Install HAProxy with SSL Termination

These days I have been working with scaling solutions for a PHP framework. Previously I came with Nginx as load balancers, however, with the requirement of health check and failover, I need to come to HAProxy this time. So I write this entry as a note for installing HAProxy with SSL Termination. Most of my machines are on the Ubuntu 16.04 stock OS. My testing cluster comprises 4 following machines:

SERVER_1 plays the HAProxy role (I will reuse it for ProxySQL later).
SERVER_2 and SERVER_3 act as 2 web servers: webserver-01 and webserver-02.
SERVER_4 is dedicated for MySQL 5.7 database. No replication, group replication or multiple DB servers in this article.

I just quick notes steps, since this blog entry is for me, and why do I care if others are angry with it :D?

Install MySQL server to SERVER_4

One line:

apt-get install -y mysql-server
# Modify configuration as my need
systemctl start mysql
systemctl enable mysql

Do remember to create a user which can access from your web application servers and allow remote connection to MySQL from these servers.
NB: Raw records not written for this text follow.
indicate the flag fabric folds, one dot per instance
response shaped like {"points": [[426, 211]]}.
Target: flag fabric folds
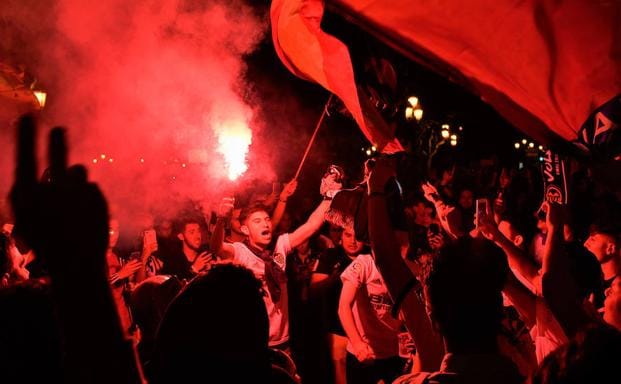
{"points": [[311, 54], [545, 65]]}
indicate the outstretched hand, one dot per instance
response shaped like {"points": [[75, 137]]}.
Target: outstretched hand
{"points": [[329, 186], [288, 190], [63, 219], [430, 192]]}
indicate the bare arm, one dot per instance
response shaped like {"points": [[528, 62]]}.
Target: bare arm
{"points": [[522, 299], [362, 350], [559, 288], [518, 261], [311, 226], [220, 248], [287, 191], [398, 276]]}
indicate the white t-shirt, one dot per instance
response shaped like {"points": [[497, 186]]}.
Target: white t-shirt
{"points": [[277, 312], [372, 308]]}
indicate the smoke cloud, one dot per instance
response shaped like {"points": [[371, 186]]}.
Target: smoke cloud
{"points": [[147, 89]]}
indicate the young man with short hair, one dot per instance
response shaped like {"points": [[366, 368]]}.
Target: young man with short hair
{"points": [[191, 260]]}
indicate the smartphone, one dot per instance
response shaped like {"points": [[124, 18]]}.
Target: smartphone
{"points": [[481, 208], [7, 228], [135, 255], [150, 237]]}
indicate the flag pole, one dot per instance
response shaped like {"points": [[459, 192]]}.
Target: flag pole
{"points": [[312, 139]]}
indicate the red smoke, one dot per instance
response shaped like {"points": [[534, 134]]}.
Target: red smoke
{"points": [[150, 84]]}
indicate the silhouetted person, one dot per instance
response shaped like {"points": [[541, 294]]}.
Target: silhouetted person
{"points": [[216, 330]]}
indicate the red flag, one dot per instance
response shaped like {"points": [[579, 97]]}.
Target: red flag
{"points": [[314, 55], [546, 65]]}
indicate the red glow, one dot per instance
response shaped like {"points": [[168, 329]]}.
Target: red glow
{"points": [[234, 138]]}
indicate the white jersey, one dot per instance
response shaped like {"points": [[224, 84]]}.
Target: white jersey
{"points": [[277, 312], [372, 308]]}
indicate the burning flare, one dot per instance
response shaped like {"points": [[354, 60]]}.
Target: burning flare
{"points": [[234, 138]]}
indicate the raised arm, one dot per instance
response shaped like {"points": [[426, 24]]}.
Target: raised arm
{"points": [[518, 260], [219, 247], [65, 222], [312, 225], [328, 188], [399, 279], [450, 218], [281, 206], [560, 290]]}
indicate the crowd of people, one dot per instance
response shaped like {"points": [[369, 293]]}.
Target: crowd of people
{"points": [[385, 280]]}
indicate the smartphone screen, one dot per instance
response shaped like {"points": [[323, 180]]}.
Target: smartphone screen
{"points": [[434, 228], [150, 237]]}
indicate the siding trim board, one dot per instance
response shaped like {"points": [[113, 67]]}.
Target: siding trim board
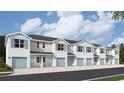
{"points": [[56, 58]]}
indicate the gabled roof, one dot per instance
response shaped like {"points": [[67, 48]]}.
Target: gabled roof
{"points": [[46, 38], [71, 41]]}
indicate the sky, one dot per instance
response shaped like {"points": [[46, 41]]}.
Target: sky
{"points": [[95, 26]]}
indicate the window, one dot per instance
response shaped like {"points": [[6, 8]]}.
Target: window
{"points": [[60, 47], [43, 59], [88, 49], [38, 59], [43, 45], [101, 61], [116, 61], [18, 43], [116, 51], [80, 48], [37, 44], [89, 61], [101, 50]]}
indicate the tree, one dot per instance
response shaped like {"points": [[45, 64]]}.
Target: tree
{"points": [[2, 46], [117, 15], [122, 55]]}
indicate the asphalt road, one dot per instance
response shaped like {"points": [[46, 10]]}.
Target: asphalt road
{"points": [[65, 76]]}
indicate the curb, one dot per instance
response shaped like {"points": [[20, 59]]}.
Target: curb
{"points": [[6, 73], [103, 77]]}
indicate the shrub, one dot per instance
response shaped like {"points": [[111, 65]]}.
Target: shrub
{"points": [[3, 66]]}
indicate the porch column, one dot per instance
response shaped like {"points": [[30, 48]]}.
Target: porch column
{"points": [[66, 62], [54, 61], [41, 65]]}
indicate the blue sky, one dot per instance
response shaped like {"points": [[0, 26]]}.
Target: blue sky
{"points": [[91, 25]]}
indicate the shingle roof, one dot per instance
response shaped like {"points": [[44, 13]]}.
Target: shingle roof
{"points": [[71, 41], [96, 44], [38, 37], [70, 54], [46, 38]]}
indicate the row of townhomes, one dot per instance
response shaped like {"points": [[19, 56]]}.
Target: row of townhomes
{"points": [[35, 51]]}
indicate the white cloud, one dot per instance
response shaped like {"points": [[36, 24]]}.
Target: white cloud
{"points": [[117, 41], [31, 25], [72, 25], [49, 13], [66, 27], [67, 13]]}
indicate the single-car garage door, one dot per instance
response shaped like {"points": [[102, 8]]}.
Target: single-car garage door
{"points": [[80, 62], [19, 62], [60, 62]]}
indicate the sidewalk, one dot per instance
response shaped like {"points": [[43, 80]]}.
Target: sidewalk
{"points": [[60, 69]]}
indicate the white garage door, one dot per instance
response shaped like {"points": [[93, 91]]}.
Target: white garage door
{"points": [[102, 61], [60, 62], [19, 62], [80, 62], [88, 61]]}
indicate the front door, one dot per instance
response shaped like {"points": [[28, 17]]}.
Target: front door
{"points": [[34, 63]]}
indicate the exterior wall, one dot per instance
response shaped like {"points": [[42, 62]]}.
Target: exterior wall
{"points": [[48, 58], [101, 55], [59, 54], [116, 56], [51, 47], [84, 54], [17, 52], [70, 49], [48, 46]]}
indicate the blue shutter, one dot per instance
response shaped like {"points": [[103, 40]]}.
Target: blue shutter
{"points": [[64, 47], [56, 46], [12, 43], [26, 44]]}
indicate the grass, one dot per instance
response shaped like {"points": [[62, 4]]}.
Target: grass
{"points": [[111, 78]]}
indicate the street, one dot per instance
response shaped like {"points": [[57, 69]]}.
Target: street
{"points": [[66, 76]]}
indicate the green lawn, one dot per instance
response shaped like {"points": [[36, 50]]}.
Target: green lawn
{"points": [[111, 78]]}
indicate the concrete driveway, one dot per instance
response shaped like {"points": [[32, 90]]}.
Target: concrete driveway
{"points": [[61, 69]]}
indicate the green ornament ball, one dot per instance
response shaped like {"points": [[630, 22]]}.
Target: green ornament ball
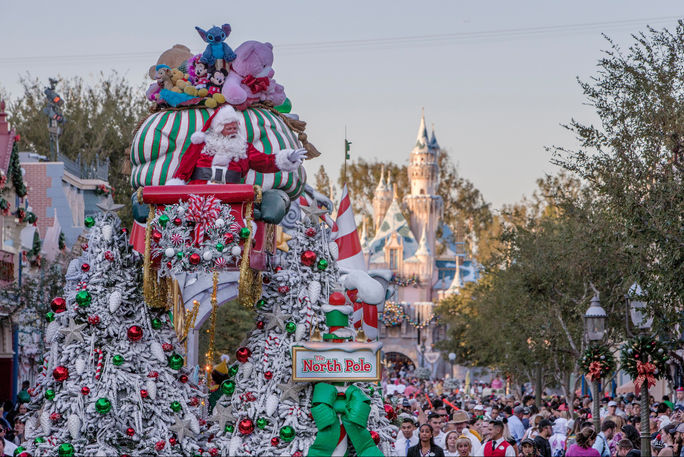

In case of testing, you can simply create a user with ‘%’ in the host and tell MySQL to listen for every network interfaces (Add bind-address = 0.0.0.0 to the [mysqld] config section).

Install Nginx with PHP-FPM on SERVER_2 and SERVER_3

Just starting with Nginx:

apt-get install -y nginx
# Modify configuration as my need
systemctl enable nginx
systemctl start nginx

Next we will install PHP-FPM:

apt-get install -y php-fpm php-mysql php-mysqli php-mcrypt php-opcache php-mbstring php-gd php-xml php-curl php-zip php-cli
# Modify configuration as my need
systemctl enable php7.0-fpm
systemctl start php7.0-fpm

Edit /etc/nginx/sites-available/default to enable index.php and PHP for default site. Remember, I am testing so why do I need to care with configuration? Remember to restart Nginx after this step.

Create a /var/www/html/info.php file with a simple phpinfo thing:

<?php

echo "<p>I am server {$_SERVER['SERVER_ADDR']}</p>";
phpinfo();

Access SERVER_2/info.php and SERVER_3/info.php to be sure things are working well.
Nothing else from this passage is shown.